James Hamilton: So what does it mean to be Irish in 2013?
WHEN I was asked to be guest director of this year's Burren Law School I began thinking about the changes which have taken place in Irish society during my lifetime, as well as the challenges facing us in the future and changes which are likely to happen in the next 50 years.
Our membership of the European Community, which we joined 40 years ago, has transformed the country generating prosperity and bringing about profound changes in the way we see ourselves. I am old enough to remember a time when Irish people tended to look at Ireland in relation to England all the time, leading on the one hand to exaggerated pride and in some cases to an inferiority complex.
Suddenly we found ourselves one of a number of nations where we all had a voice, and not just the poor cousin of the bigger next-door neighbour. The transformation in the national psyche was remarkable.
But now all is not so well. The economic catastrophe has led many to blame our woes on outside forces, including some of our European partners.
To listen to some one might think that Angela Merkel had been personally responsible for overheating the Irish economy. Others react by saying that in our current circumstances we have no alternative but to do the bidding of the more powerful forces in Europe.
But Europe itself is in a crisis which it must resolve or enter a steady decline. Some see the solution in moving towards greater European integration whereas our nearest neighbour, and still our biggest trading partner, is seriously considering leaving the Union.
If that happens where will it leave us? Will our bargaining power be reduced in relation to the very many issues on which we share common values with the UK? Do most Irish people have a deep sense of being European, or are we still closer to Boston than Berlin? How would a British withdrawal from the European Union affect Northern Ireland or Scotland?
In Northern Ireland 40 years ago the Troubles were at their height.
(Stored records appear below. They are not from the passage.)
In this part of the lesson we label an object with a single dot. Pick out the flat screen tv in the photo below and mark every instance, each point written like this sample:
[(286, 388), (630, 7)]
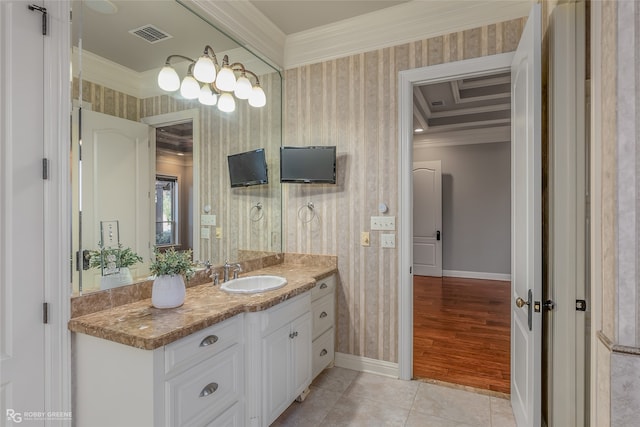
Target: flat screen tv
[(308, 165), (248, 168)]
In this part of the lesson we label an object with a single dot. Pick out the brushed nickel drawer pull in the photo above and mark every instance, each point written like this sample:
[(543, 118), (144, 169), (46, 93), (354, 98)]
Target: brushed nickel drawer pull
[(211, 339), (209, 389)]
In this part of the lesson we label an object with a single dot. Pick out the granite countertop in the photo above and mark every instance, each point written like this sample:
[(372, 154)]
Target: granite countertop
[(140, 325)]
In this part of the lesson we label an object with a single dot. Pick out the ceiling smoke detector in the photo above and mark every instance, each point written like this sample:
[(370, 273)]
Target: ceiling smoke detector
[(151, 33)]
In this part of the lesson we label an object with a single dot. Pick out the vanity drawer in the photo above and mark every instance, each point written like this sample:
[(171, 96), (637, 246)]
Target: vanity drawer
[(185, 352), (204, 391), (323, 350), (323, 287), (323, 314)]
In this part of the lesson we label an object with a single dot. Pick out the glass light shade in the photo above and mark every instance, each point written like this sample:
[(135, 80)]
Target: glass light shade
[(205, 70), (168, 79), (243, 88), (257, 98), (226, 103), (207, 97), (190, 88), (226, 80)]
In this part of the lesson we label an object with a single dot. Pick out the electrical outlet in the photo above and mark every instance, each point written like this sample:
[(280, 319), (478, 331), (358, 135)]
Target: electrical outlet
[(208, 220), (204, 232), (387, 240), (364, 238), (383, 223)]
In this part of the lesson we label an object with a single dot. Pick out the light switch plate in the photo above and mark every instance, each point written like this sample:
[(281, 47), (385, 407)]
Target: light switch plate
[(208, 220), (364, 238), (205, 232), (388, 240), (383, 223)]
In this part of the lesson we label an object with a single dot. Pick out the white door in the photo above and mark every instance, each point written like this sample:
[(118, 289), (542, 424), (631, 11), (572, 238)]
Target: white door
[(22, 331), (116, 186), (427, 218), (526, 213)]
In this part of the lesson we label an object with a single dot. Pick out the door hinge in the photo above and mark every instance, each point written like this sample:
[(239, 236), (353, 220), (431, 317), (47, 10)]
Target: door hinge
[(581, 305), (45, 168), (42, 10)]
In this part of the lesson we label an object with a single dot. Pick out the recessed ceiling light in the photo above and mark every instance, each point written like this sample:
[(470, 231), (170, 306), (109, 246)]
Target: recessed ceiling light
[(101, 6)]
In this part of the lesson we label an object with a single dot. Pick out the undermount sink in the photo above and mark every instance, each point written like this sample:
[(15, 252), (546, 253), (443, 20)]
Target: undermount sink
[(253, 284)]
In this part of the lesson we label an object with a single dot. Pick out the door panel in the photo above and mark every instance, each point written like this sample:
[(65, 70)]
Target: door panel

It seemed sometimes as though we were on the brink of a full-scale civil war.
Fifteen years ago the whole island voted by an overwhelming majority in two separate referendums for a peace agreement.
The recent riots over flags and emblems in Belfast should ring alarm bells. Despite the 15 years that have passed since the Belfast Agreement, the suspicions and hatreds between the two communities remain. Relations between the two major parties in the Northern Ireland government are said to be at an all-time low.
The agreement was based on a very imaginative idea which was to recognise the right of every person living in Northern Ireland to be British, Irish, or both. Essentially the idea of nationality was to be divorced from territory. The agreement provided that if a majority in Northern Ireland wished to join a united Ireland the British government would respect that decision.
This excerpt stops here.